[![Kaggle](https://kaggle.com/static/images/open-in-kaggle.svg)](https://kaggle.com/kernels/welcome?src=https://github.com/pixeltable/pixeltable/blob/release/docs/notebooks/feature-guides/shared-tables.ipynb)&nbsp;&nbsp;
[![Colab](https://colab.research.google.com/assets/colab-badge.svg)](https://colab.research.google.com/github/pixeltable/pixeltable/blob/release/docs/notebooks/feature-guides/shared-tables.ipynb)

# Working with Shared Tables

Pixeltable's shared tables feature allows you to distribute data by publishing tables to the cloud and accessing them locally. This enables data sharing and distributed data science workflows.

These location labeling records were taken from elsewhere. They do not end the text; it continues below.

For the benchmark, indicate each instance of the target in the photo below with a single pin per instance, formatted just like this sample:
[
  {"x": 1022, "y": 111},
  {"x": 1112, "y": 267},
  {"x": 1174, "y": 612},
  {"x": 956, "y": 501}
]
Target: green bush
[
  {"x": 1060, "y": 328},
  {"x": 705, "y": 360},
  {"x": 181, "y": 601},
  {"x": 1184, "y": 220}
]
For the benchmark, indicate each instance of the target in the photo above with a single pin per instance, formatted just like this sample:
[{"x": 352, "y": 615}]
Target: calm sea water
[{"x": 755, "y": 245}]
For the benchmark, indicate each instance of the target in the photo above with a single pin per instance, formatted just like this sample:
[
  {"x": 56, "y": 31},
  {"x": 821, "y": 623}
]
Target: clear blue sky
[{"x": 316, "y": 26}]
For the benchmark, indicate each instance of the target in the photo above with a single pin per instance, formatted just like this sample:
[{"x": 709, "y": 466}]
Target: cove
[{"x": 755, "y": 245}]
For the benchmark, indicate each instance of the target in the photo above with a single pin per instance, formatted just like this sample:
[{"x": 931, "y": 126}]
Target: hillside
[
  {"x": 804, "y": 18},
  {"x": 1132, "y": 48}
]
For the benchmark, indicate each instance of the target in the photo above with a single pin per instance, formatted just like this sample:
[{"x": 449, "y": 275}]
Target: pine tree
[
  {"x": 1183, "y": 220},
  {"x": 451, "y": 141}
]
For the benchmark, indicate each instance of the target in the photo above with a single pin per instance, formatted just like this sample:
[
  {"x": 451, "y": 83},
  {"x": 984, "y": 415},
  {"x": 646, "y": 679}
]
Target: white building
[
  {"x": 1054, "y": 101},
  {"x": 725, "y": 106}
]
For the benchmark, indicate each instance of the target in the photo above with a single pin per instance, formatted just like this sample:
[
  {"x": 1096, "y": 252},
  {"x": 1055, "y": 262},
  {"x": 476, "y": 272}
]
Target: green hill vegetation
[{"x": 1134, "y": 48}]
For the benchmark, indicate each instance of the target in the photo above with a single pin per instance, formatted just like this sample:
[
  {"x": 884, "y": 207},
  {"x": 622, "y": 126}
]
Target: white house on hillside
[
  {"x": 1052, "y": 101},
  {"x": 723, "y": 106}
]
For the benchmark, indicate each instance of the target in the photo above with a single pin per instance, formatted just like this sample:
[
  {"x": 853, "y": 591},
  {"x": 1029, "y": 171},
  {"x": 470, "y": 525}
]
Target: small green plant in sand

## What are Shared Tables?

Shared tables in Pixeltable allow you to:
- Create read-only replicas from the cloud and work with them locally
- Publish local tables to the cloud for sharing
- Keep local read-only replicas synchronized with cloud versions
- Enable data distribution and sharing

## Key Functions

**Sharing your data:**
- `pxt.publish(local_table, cloud_uri, access='public'|'private')` - Publish local table (source) to cloud (destination)
- `my_table.push()` - Push changes from your local table to the cloud

**Accessing shared data:**
- `pxt.replicate(cloud_uri, local_path)` - Create read-only replica from cloud table (source) to local (destination)
- `shared_table.pull()` - Update your local read-only replica table with latest cloud changes

**Note**: 
- **Global functions**: `pxt.publish()`, `pxt.replicate()` - operate on sources/destinations
- **Table methods**: `my_table.push()`, `shared_table.pull()` - called on your tables

**General:**
- `pxt.get_table(path)` - Gets a handle to an existing table
- `pxt.list_tables()` - Lists all available tables


In [None]:
%pip install -qU pixeltable

import pixeltable as pxt
from pixeltable import exceptions as excs


## Sharing Your Data

If you have a table you want to share with others, you can publish it to the cloud.

### API Key Configuration

Before you can share data with Pixeltable Cloud, you need to configure your API key. You can do this in two ways:

#### Option 1: Environment Variable (Recommended)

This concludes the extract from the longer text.